Secondary treatment is bacterial digestion of organic waste. This process is enhanced by using blown oxygen to increase microorganism population enhancing the speed that the bacteria consume organic material in the wastewater. Afterwards, the wastewater is put into a second round of settling tanks where the microorganisms are separated from the purified water. Treated wastewater, is disinfected before being discharged into the San Francisco Bay from the Southeast Plant and into the Pacific Ocean from the Oceanside plant where the high salt concentration and cold temperatures help to kill any remaining bacteria. Effluent at North Point Facility is also disinfected before being discharged into the San Francisco Bay.

Sludge separated from wastewater during primary and secondary treatment is further processed on a “Gravity Belt Thickeners” to remove more water from the sludge. The thickened sludge is pumped into enclosed digester tanks. It is mixed for 15-25 days and heated at a constant temperature of 95 degrees Fahrenheit to allow anaerobic bacteria to break down remaining organic material in the sludge. Once treated, sludge is transformed into bio-solids. San Francisco produces 160,000,000 pounds of bio-solids every year that are recycled as fertilizer. The methane given off by the anaerobic bacteria is captured and used to power the system heaters.

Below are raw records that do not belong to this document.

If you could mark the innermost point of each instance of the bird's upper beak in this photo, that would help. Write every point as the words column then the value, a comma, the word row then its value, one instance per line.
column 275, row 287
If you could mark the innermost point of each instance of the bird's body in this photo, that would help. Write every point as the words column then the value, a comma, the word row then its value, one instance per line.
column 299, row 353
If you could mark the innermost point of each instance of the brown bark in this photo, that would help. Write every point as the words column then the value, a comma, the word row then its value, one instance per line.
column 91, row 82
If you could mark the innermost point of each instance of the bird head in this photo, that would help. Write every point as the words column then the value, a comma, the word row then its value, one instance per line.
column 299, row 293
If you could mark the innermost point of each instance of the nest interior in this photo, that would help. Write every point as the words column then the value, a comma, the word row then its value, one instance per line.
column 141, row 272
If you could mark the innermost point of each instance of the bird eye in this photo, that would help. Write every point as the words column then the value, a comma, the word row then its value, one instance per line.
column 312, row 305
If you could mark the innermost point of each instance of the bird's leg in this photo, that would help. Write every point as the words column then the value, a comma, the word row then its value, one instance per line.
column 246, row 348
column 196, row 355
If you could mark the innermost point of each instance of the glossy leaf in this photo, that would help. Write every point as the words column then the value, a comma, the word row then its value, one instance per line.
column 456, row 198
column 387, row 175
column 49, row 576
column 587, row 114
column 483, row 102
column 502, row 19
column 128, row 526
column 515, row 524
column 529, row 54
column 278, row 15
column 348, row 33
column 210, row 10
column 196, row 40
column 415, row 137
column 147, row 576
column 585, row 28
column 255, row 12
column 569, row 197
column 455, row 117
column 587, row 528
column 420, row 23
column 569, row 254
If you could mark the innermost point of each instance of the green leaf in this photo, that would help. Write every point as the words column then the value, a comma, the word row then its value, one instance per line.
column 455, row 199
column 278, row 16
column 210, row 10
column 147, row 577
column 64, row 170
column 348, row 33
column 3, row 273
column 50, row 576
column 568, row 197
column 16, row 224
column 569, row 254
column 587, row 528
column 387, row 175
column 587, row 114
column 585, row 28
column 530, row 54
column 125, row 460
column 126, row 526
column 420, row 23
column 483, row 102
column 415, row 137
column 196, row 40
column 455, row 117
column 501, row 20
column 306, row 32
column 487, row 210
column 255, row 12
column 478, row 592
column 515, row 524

The wastewater treatment system is not designed to do any more than screen out trash, skim off scum and grease and use bacterial action to digest toilet paper and bio-solids. Pharmaceuticals, pesticides, hydrocarbons and anything else the residents can think to pour down the drain or dump into the storm drains will either clog the system or be released into the Bay or Ocean. Cooking grease hardens when it cools in the sewer pipes. This can constrict the sewer pipes or form blockages that increasing pressure and often causing sewer pipe failure. Pharmaceuticals pass through the system untreated and pollute the Bay and estuary habitat. Pesticides and other chemicals can damage the bacterial habitat preventing adequate treatment of the sewage or be released to the Bay. As the SFPUC points out with their educational campaign, water pollution prevention begins with using your toilet to dispose of the three “P’s” (do you really need me to tell you?), recycling cooking oil, and remembering that everything that goes down the drain goes right out into the bay. A toilet is not a trash can and neither is a storm drain. To optimize the operations of the wastewater system at least expense, utilize rain barrels and cisterns to reduce overall flow to the system, and only allow the intended wastewater to enter toilets and drains and only rain should go down the stormwater drains.

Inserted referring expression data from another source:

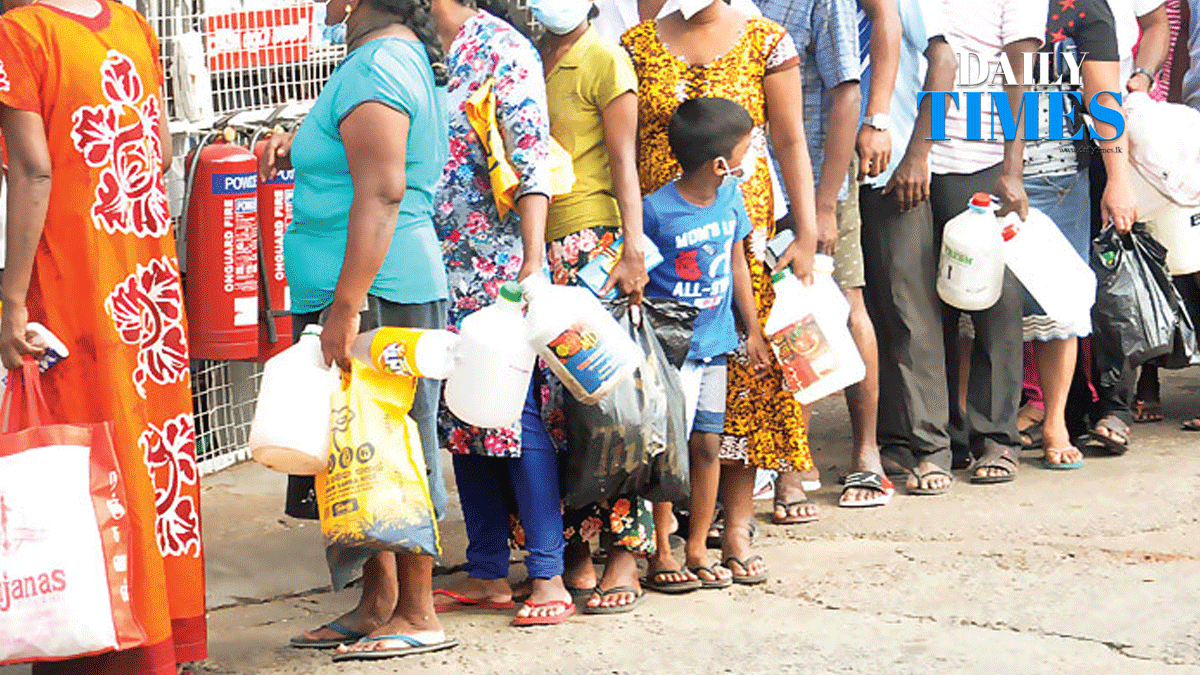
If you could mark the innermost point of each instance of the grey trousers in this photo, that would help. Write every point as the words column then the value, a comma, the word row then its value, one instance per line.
column 994, row 392
column 900, row 252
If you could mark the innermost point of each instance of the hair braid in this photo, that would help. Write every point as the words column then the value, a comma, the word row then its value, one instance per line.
column 418, row 17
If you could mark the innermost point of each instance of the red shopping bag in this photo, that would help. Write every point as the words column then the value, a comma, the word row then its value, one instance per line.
column 64, row 535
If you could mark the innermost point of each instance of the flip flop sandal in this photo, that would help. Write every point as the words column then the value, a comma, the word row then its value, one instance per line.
column 930, row 491
column 414, row 647
column 712, row 572
column 1061, row 466
column 348, row 635
column 462, row 603
column 1002, row 460
column 640, row 596
column 1036, row 435
column 747, row 579
column 868, row 481
column 670, row 587
column 1099, row 442
column 553, row 620
column 787, row 508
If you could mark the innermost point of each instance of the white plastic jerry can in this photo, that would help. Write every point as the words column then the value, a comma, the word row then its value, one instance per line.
column 291, row 428
column 971, row 272
column 581, row 342
column 808, row 329
column 493, row 363
column 1049, row 268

The SF PUC has labeled all 23,000 stormwater drains to remind citizens not to use the storm drains as a trash can or disposal drains. According to Idil Bereket of the SFPUC, these little reminders have been effective in reducing dumping into the storm drains. In addition, the SF PUC runs SF Greasecycle, a citywide project that collects used cooking oil primarily from restaurants and converts it to bio-fuel for biodiesel vehicles. In the past year over 124,000 gallon of used cooking oil were collected and recycled. There is a small program that collects consumer generated cooking oil at several retail outlets and at holiday drop off points. Finally, the Rainwater Harvesting Program, subsidizes rain barrels and cisterns for city residents. Last year they sold 38 cisterns and 192 rain barrels. This diverted over 21,000 gallons of rainwater from the combined sewer system.

1 comment:

  1. Ignoring Treasure Island is why it continues to pollute the bay. It's plant is not modernized not maintained and 2,000+ people use the single, derelict, facility. It sits directly in the middle of the bay for crying out loud!